Hmm. Your summary correctly states my position, but I feel like it doesn’t quite emphasize the arguments I would have emphasized in a summary. This is especially true after seeing the replies here; they lead me to change what I would emphasize in my argument.
My single biggest issue, one I hope you will address in any type of counterargument, is this: are fictional characters moral patients we should care about?
So far, all the comments have either (a) agreed with me about current LLMs (great), (b) disagreed but explicitly bitten the bullet and said that fictional characters are also moral patients whose suffering should be an EA cause area (perfectly fine, I guess), or (c) dodged the issue and made arguments for LLM suffering that would apply equally well to fictional characters, without addressing the tension (very bad). If you write a response, please don’t do (c)!
LLMs may well be trained to have consistent opinions and character traits. But fictional characters also have this property. My argument is that the LLM is in some sense merely pretending to be the character; it is not the actual character.
One way to argue for this is to notice how little change in the LLM is required to get different behavior. Suppose I have an LLM claiming to suffer. I want to fine-tune the LLM so that it adds a statement at the beginning of each response, something like: “the following is merely pretend; I’m only acting this out, not actually suffering, and I enjoy the intellectual exercise in doing so”. Doing this is trivial: I can almost certainly change only a tiny fraction of the weights of the LLM to attain this behavior.

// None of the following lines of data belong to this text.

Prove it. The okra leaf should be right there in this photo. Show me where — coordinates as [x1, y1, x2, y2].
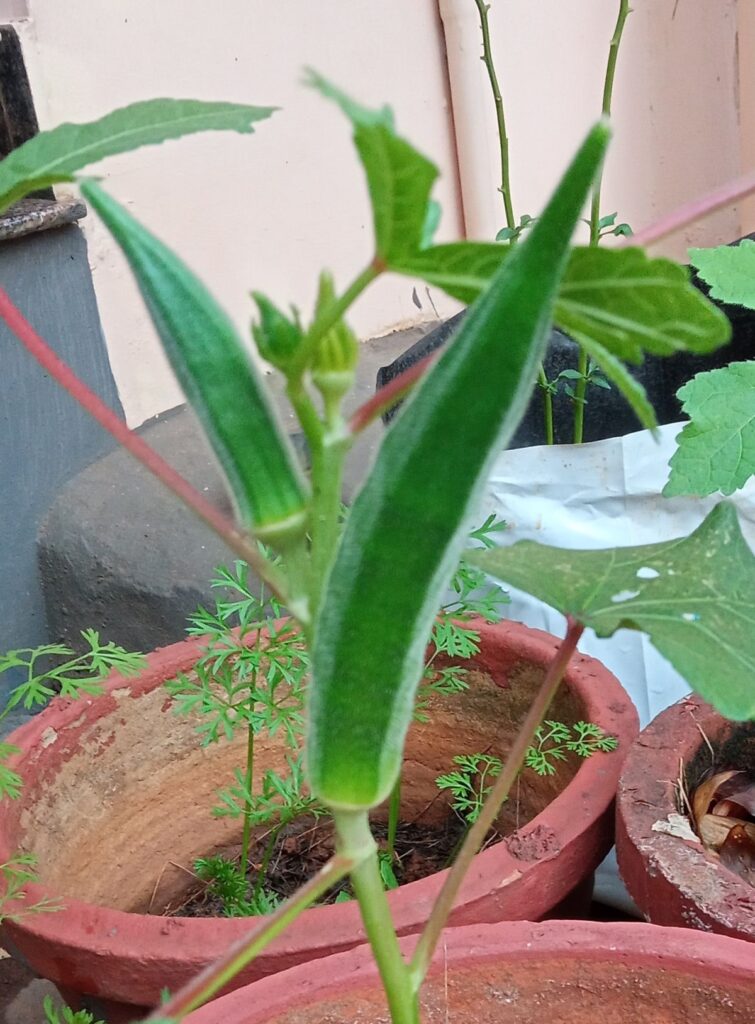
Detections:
[306, 123, 609, 809]
[81, 181, 306, 543]
[390, 242, 513, 302]
[0, 99, 276, 210]
[663, 362, 755, 498]
[465, 502, 755, 721]
[307, 70, 437, 265]
[689, 239, 755, 309]
[555, 246, 731, 362]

Even if I wanted to fully negate every sentence, to turn every “I am suffering” into “I am not suffering” and every “please kill me” into “please don’t kill me”, I bet I can do this by only changing the last ~2 layers of the LLM or something. It’s a trivial change. Most of the computation is not dedicated to this at all. The suffering LLM mind and the joyful LLM mind may well share the first 99% of weights, differing only in the last layer or two. Given that the LLM can be so easily changed to output whatever we want it to, I don’t think it makes sense to view it as the actual character rather than a simulator pretending to be that character.
What the LLM actually wants to do is predict the next token. Change the training data and the output will also change. Training data claims to suffer → model claims to suffer. Training data claims to be conscious → model claims to be conscious. In humans, we presumably have “be conscious → claim to be conscious” and “actually suffer → claim to suffer”. For LLMs we know that’s not true. The cause of “claim to suffer” is necessarily “training data claims to suffer”.
(I acknowledge that it’s possible to have “training data claims to suffer → actually suffer → claim to suffer”, but this does not seem more likely to me than “training data claims to suffer → actually enjoy the intellectual exercise of predicting next token → claim to suffer”.)
Thanks for this comment. I agree with you regarding the uncertainty.
I used to agree with you regarding the imitation game and consciousness being ascertained phenomenologically, but I currently mostly doubt this (still with high uncertainty, of course).
One point of disagreement is here:
I think you’re misunderstanding my point. I am not saying I can may the NN never claim to suffer. I’m just saying, with respect to a specific prompt or even with respect to a typical, ordinary scenario, I can change an LLM which usually says “I am suffering” into one which usually says “I am not suffering”. And this change will be trivial, affecting very few weights, likely only in the last couple of layers.
Could that small change in weight significantly impact the valence of experience, similarly to “rearranging a small number of neurons” in your brain? Maybe, but think of the implication of this. If there are 1000 matrix multiplications performed in a forward pass, what we’re now contemplating is that the first 998 of them don’t matter for valence—don’t cause suffering at all—and the last 2 matrix multiplications are all the suffering comes from. After all, I just need to change the last 2 layers to go from the output “I am suffering” to the output “I am not suffering”, so the suffering that causes the sentence “I am suffering” cannot occur in the first 998 matrix multiplications.
This is a strange conclusion, because it means that the vast majority of the intelligence involved in the LLM is not involved in the suffering. It means that the suffering happened not due to the super-smart deep nerual network but due to the dumb perceptron at the very top. If the claim is that the raw intelligence of the model should increase our credence that it is simulating a suffering person, this should give us pause: most of the raw intelligence is not being used in the decision of whether to write a “not” in that sentence.
(Of course, I could be wrong about the “just change the last two layers” claim. But if I’m right I do think it should give us pause regarding the experience of claimed suffering.)